[Beignet] [PATCH 1/5 OpenCL-2.0] libocl: Add the module for work_group functions.
junyan.he at inbox.com
junyan.he at inbox.com
Mon Apr 20 23:11:01 PDT 2015
From: Junyan He <junyan.he at linux.intel.com>
Signed-off-by: Junyan He <junyan.he at linux.intel.com>
---
backend/src/libocl/CMakeLists.txt | 2 +-
backend/src/libocl/include/ocl.h | 1 +
backend/src/libocl/include/ocl_work_group.h | 118 +++++++++++++++++++++++++
backend/src/libocl/src/ocl_work_group.cl | 126 +++++++++++++++++++++++++++
4 files changed, 246 insertions(+), 1 deletion(-)

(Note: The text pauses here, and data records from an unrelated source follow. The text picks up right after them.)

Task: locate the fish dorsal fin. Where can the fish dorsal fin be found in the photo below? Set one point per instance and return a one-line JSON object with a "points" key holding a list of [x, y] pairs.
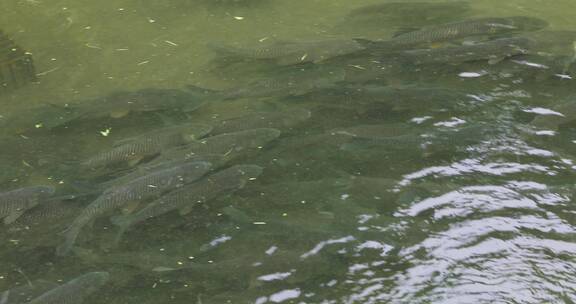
{"points": [[12, 217], [403, 30]]}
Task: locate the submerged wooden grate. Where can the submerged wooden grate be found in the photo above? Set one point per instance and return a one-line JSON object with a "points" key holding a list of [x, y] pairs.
{"points": [[16, 65]]}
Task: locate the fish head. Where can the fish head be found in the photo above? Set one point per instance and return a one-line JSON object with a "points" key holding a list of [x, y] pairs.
{"points": [[525, 23], [46, 190], [93, 281]]}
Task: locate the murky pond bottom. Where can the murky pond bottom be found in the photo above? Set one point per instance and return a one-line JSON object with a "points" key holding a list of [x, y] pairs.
{"points": [[288, 152]]}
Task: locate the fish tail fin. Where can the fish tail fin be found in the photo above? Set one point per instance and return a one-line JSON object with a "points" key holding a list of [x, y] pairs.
{"points": [[70, 236], [122, 223]]}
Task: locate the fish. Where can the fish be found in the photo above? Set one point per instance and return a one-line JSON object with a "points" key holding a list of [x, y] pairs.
{"points": [[276, 120], [216, 160], [228, 144], [46, 216], [293, 82], [403, 14], [290, 53], [494, 51], [223, 182], [462, 29], [398, 97], [140, 189], [120, 104], [15, 203], [133, 150], [74, 291], [564, 112], [26, 292]]}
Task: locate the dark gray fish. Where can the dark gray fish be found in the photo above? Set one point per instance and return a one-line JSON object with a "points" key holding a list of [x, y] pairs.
{"points": [[228, 144], [288, 53], [184, 199], [277, 120], [149, 144], [74, 291], [464, 29], [494, 51], [14, 203], [143, 188]]}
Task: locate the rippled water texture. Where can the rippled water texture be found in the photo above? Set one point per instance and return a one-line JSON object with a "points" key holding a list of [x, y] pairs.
{"points": [[344, 165]]}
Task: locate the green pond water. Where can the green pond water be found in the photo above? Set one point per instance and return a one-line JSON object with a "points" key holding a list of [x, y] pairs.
{"points": [[435, 169]]}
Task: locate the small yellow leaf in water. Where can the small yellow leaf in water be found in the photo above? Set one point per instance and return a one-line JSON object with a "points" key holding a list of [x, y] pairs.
{"points": [[106, 132]]}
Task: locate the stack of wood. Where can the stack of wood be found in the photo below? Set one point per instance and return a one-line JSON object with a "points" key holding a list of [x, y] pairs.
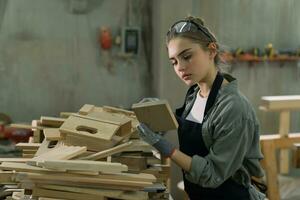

create mode 100644 backend/src/libocl/include/ocl_work_group.h
create mode 100644 backend/src/libocl/src/ocl_work_group.cl
diff --git a/backend/src/libocl/CMakeLists.txt b/backend/src/libocl/CMakeLists.txt
index 16f00ee..4601c54 100644
--- a/backend/src/libocl/CMakeLists.txt
+++ b/backend/src/libocl/CMakeLists.txt
@@ -52,7 +52,7 @@ FOREACH(M ${OCL_COPY_HEADERS})
COPY_THE_HEADER(${M})
ENDFOREACH(M)
-SET (OCL_COPY_MODULES ocl_workitem ocl_atom ocl_async ocl_sync ocl_misc ocl_vload ocl_geometric ocl_image)
+SET (OCL_COPY_MODULES ocl_workitem ocl_atom ocl_async ocl_sync ocl_misc ocl_vload ocl_geometric ocl_image ocl_work_group)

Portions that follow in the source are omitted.